Take a minute now to think back on the past few days. How many hours did you spend sitting?
People who spend less time sitting tend to live longer and happier lives with lower rates of chronic illnesses.
But it’s not just the total amount of time you spend sitting that matters. Prolonged, uninterrupted sitting is particularly dangerous to your health.
Diseases and Conditions Associated With Too Much Sitting
Excessive sitting is associated with over 30 chronic illnesses, including:
- high blood pressure
- chronic pain
- musculoskeletal disorders
- type 2 diabetes
- breast and prostate cancer
- cardiovascular disease
- erectile dysfunction
Why Prolonged Sitting Is So Dangerous
There are several reasons why sitting for long periods of time is so harmful to your health.
For one, it increases your risk of weight gain and obesity. When you sit, you burn fewer calories than when you stand or move around. Additionally, prolonged sitting can affect your appetite regulation, meaning you’re more likely to snack frequently and overeat.
Excessive sitting can also cause changes in your metabolism that lead to insulin resistance and type 2 diabetes. It also puts you at a higher risk for cardiovascular disease and high blood pressure.
Sitting for long periods of time can also lead to muscle atrophy and weakening of the bones. When your musculoskeletal system isn’t being used, it can start to deteriorate. This can lead to poor posture, stiffness, and pain.
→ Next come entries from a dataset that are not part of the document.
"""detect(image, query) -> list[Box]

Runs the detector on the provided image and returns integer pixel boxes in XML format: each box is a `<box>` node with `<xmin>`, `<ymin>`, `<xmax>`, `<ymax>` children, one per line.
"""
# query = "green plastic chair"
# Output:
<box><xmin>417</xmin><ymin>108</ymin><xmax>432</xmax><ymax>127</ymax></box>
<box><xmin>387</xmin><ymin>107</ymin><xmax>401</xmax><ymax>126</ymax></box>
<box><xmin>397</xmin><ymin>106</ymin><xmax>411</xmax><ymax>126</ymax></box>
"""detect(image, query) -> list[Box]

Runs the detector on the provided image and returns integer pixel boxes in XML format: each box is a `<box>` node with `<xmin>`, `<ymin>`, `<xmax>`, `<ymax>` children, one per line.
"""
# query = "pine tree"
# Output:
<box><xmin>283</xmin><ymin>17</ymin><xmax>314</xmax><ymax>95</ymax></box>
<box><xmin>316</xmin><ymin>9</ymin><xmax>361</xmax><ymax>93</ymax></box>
Your nervous system also needs stimulating movement to function properly. When you sit still for too long, blood flow may not circulate as efficiently, including in your brain. You may start to feel sluggish. You may experience problems with concentration, focus, and cognitive function. And in the long-term, it can contribute to the development of depression, anxiety, and dementia.
Get Up and Walk Around More Often
The solution to this “sitting sickness” problem is fairly simple: sit less and move more.
Make an extra effort to stand up and walk around for a few minutes every hour. Set a timer on your phone or computer to remind you to take a break.
Walk around or stretch during advertisement breaks when you’re watching TV.
Don’t just replace sitting with standing still. Move around and do something active. It doesn’t need to be anything strenuous. Just a few minutes of light activity will make a big difference to your health.
Doing this can improve your metabolism, cognitive function, and musculoskeletal health. You’ll also see a reduction in your risk of chronic diseases like obesity, type 2 diabetes, and heart disease.
Not only will this simple change improve your physical and mental health in the long run, but you’ll probably notice an immediate boost in your energy levels, mood, and overall sense of well-being.